Over the past 150 years, America has been the most successful economic system that the world has ever seen; at the center of this success has been a thriving middle class. According to the most definitive study on comparative living standards, our major competitors were significantly behind the U.S. level: Britain (−24%), Japan (−25%) Germany (−27%), France (−29%), and Italy (−35%). Further, two Swiss research groups have rated the US one of the top three "most competitive" countries for the last 20 years.

We've done this by having the most open economy, bar none. People are encouraged to find their own path to success. But, for those who don't find good jobs or are laid off due to the winds of change, America does not provide nearly as much support as Western European countries.

So even during prosperity, many people are just scraping by. In the 1990s, the availability of public assistance was curtailed as people demanded greater personal responsibility from those getting help with basic necessities. And obviously, more people experience difficulties since the onset of the severe recession brought on by the popping of the housing bubble and the crazy actions of the financial sector: unemployment is high; long-term unemployment is very high by American standards; and many people have lost their homes while others in the foreclosure process.

Crises like this were very common in America from 1850 to 1950. This crisis feels so bad because the period from 1945 to 2007 had mainly short and shallow recessions. While this downturn is longer and deeper, it is not 1929. If history is any guide, we should expect a rebound and it is incumbent on those arguing otherwise to prove what's different now.

Many authors tell us that the American middle class has been left behind over the past 30 years (which Robert Kuttner calls "a silent depression"). This is overly pessimistic. At the same time many people think that capitalism is self-correcting and call for limited government and few if any regulations.

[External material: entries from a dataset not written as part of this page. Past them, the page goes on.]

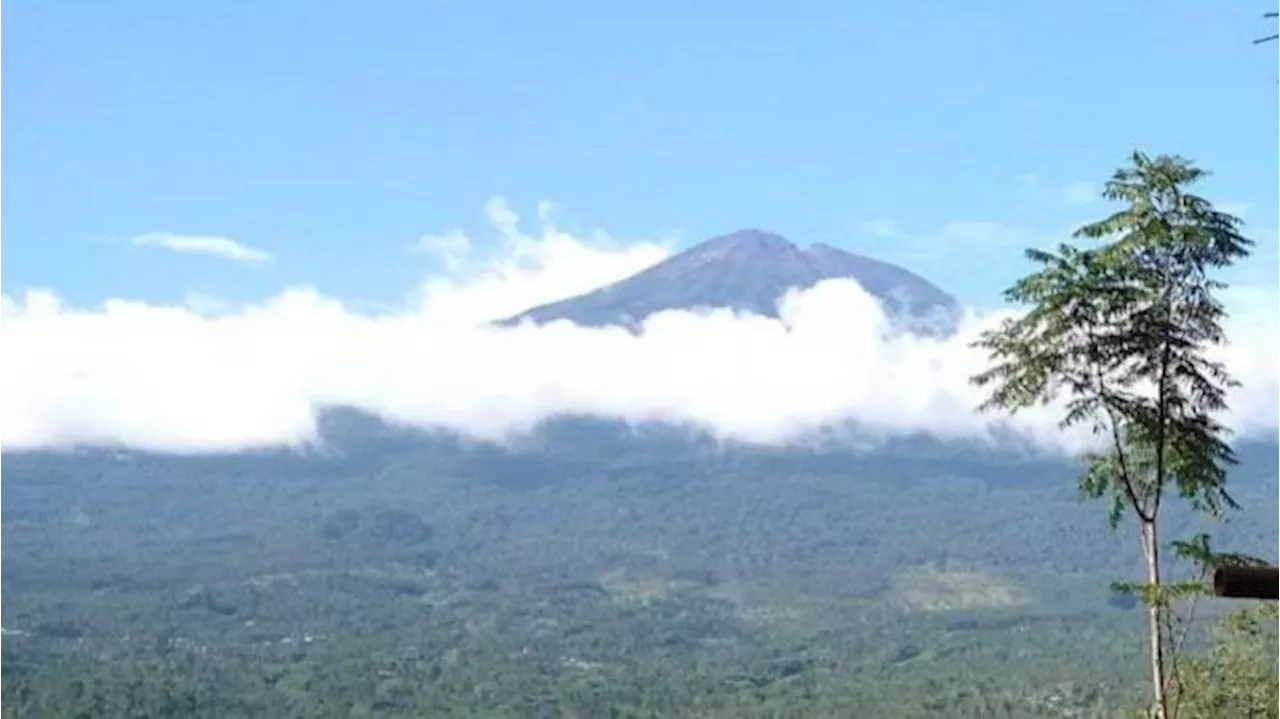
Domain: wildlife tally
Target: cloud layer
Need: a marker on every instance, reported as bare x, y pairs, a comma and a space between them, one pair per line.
222, 378
214, 246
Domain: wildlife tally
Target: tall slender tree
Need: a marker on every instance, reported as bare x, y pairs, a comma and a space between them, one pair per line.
1120, 331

My book carefully refutes both of these extreme positions. I describe the financial crisis as one of "brilliant idiocy" caused by the collective mistakes of many actors: e.g., mortgage brokers who convinced people to take totally inappropriate loans, mortgage originators who loosened their lending rules, credit-rating agencies that issued AAA ratings on questionable instruments, institutional purchasers who bought bonds without knowing their true risks, regulators who saw no problems, and financial leaders who orchestrated a system that generated tremendous rewards for themselves. Everyone was confident that they were pursuing a rational path and underestimated the downside risks.

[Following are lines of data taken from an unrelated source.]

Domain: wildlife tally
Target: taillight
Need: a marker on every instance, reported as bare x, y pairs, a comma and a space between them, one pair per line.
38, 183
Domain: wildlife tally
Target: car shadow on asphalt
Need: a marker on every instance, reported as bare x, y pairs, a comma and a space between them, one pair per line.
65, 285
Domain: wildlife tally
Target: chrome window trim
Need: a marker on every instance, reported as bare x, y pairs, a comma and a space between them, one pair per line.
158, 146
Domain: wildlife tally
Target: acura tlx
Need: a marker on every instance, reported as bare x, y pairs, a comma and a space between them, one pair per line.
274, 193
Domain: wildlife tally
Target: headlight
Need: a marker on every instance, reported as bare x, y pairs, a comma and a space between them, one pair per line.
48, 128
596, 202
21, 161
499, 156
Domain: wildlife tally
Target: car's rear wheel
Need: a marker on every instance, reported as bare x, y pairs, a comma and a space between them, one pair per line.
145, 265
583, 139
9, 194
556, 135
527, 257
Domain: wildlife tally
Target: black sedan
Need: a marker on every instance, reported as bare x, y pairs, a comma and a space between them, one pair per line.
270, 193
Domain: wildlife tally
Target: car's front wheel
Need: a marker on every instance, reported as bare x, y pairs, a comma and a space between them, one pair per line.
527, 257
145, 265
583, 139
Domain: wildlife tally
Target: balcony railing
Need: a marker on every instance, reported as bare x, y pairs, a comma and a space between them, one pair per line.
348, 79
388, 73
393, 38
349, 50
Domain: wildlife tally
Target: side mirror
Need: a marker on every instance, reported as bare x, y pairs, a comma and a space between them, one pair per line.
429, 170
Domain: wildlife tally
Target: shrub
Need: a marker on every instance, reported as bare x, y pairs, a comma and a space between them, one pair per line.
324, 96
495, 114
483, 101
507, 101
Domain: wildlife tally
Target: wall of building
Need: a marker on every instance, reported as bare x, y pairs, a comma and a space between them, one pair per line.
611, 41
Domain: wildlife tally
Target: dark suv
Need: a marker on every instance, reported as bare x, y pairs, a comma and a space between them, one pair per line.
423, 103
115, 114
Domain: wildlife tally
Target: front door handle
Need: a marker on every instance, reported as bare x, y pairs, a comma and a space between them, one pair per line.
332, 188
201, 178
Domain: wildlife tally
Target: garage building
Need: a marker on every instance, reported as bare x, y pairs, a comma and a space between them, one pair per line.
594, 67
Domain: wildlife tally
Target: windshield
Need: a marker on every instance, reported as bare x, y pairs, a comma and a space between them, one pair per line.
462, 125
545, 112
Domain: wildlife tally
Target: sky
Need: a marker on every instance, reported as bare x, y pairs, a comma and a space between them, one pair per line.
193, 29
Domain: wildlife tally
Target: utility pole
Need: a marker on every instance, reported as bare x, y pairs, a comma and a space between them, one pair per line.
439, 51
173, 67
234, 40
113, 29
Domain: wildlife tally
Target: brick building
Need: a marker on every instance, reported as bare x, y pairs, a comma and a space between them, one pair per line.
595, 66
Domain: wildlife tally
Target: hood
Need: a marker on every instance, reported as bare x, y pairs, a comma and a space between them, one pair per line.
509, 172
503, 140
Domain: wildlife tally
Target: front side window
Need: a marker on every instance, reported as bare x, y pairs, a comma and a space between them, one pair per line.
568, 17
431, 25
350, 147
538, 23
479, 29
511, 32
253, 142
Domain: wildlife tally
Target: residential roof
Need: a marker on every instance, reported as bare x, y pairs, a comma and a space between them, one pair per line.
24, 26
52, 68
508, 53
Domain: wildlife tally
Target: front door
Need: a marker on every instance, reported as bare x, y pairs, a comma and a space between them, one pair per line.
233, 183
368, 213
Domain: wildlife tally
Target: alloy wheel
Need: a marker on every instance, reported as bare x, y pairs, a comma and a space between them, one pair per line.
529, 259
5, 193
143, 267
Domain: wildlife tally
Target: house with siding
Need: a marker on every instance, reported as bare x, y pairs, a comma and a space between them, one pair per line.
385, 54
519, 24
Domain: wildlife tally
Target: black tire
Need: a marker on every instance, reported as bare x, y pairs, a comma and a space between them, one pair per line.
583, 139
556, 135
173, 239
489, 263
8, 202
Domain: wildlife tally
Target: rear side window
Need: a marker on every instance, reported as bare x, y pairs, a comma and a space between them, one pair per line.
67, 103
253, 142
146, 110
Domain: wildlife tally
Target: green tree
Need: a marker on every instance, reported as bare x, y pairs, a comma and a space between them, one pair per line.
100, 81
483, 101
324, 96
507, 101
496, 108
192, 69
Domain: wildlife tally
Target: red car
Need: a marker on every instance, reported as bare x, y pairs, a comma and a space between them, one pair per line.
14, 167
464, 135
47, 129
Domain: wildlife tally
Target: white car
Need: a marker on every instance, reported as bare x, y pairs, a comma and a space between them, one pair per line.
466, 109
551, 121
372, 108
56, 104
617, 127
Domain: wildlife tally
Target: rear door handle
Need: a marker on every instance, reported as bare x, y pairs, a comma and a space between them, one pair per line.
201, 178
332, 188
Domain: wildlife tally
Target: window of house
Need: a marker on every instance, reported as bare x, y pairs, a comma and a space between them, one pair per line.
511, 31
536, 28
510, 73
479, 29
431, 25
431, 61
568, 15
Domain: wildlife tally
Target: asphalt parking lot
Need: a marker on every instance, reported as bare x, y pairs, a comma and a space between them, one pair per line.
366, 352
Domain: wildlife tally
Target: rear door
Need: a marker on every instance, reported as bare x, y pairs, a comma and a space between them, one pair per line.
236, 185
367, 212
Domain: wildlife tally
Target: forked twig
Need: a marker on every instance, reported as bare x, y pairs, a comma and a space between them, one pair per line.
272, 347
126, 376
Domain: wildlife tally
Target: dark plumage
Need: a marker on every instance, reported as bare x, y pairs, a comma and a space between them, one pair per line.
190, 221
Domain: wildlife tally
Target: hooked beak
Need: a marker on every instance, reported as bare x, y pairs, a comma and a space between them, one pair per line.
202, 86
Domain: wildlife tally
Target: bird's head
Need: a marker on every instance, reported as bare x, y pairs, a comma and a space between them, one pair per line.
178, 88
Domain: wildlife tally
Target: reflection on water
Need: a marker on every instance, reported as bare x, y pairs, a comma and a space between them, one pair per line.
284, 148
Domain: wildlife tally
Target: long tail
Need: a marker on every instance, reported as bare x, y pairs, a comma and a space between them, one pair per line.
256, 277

Even though I do think that people learn from their mistakes and that few institutional buyers are going to purchase bonds of such poor quality in the future, I propose ten principles for new financial regulations. This is needed because finance is fundamentally different from any other industry in three ways: it deals primarily with other people's money, it deals with valuations based on future worth with lots of uncertainty and wild swings, and it is at the center of the crucial process of allocating capital to firms, governments, and individuals.

Over the last several years, I have been at the center of a debate on the state of the middle class. In my book, I refute many of the common dire claims on income inequality (rising but not as much as often claimed), shrinking middle class (because more people have moved up), quality of jobs, the effects of international trade and rise of China and India, personal debt, savings, and the availability of health insurance.

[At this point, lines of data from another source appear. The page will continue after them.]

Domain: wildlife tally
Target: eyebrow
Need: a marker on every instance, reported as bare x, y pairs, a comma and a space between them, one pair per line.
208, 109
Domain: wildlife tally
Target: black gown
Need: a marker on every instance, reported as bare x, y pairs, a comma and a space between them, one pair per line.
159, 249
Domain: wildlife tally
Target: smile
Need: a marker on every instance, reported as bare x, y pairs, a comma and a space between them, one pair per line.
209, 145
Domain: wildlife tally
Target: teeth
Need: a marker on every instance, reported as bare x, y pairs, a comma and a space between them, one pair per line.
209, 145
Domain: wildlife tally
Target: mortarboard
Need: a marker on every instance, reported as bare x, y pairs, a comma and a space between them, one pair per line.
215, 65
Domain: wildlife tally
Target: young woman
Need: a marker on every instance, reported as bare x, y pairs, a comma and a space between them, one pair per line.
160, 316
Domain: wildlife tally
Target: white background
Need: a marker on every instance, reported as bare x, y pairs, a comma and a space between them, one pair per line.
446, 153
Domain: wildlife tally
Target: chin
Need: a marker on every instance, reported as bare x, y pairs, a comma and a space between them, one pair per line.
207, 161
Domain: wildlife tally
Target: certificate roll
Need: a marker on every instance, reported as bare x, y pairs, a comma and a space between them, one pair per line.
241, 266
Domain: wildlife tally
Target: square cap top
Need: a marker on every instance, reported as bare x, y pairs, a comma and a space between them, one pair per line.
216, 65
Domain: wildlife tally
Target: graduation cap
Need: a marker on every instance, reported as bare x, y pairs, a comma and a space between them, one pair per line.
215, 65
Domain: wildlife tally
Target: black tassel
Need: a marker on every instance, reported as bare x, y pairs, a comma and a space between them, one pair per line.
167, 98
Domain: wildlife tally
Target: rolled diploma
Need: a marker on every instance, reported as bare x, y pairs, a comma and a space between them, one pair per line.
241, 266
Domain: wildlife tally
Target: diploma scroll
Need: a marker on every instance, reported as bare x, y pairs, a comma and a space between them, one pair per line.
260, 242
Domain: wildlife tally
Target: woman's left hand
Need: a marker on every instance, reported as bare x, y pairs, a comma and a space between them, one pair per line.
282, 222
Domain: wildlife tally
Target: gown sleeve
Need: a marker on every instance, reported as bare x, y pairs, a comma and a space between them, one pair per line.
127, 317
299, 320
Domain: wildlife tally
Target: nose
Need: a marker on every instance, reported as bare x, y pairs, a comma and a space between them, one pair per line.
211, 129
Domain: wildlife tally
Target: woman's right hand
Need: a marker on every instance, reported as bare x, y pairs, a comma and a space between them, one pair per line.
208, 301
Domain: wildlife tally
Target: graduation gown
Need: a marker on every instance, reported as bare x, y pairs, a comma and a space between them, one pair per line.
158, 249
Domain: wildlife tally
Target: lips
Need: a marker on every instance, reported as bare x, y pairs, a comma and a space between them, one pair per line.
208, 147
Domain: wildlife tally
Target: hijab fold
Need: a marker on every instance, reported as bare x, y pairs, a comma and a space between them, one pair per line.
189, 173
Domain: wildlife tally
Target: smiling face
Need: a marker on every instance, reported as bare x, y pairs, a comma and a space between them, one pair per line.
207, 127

As several people who have read my book have noted, I say things that will annoy both liberals and conservatives. My real message is that while this downturn has hurt many people, perhaps permanently, our economy is robust and we have the resources to find ways to help those people and the responsibility to regulate the financial markets.

Because the pessimists think that our social problems are much greater, they call for a "new New Deal" based on an expanded public sector. This position is doomed to fail because middle class Americans view their situation much more positively and because of the unique American wariness towards "big government."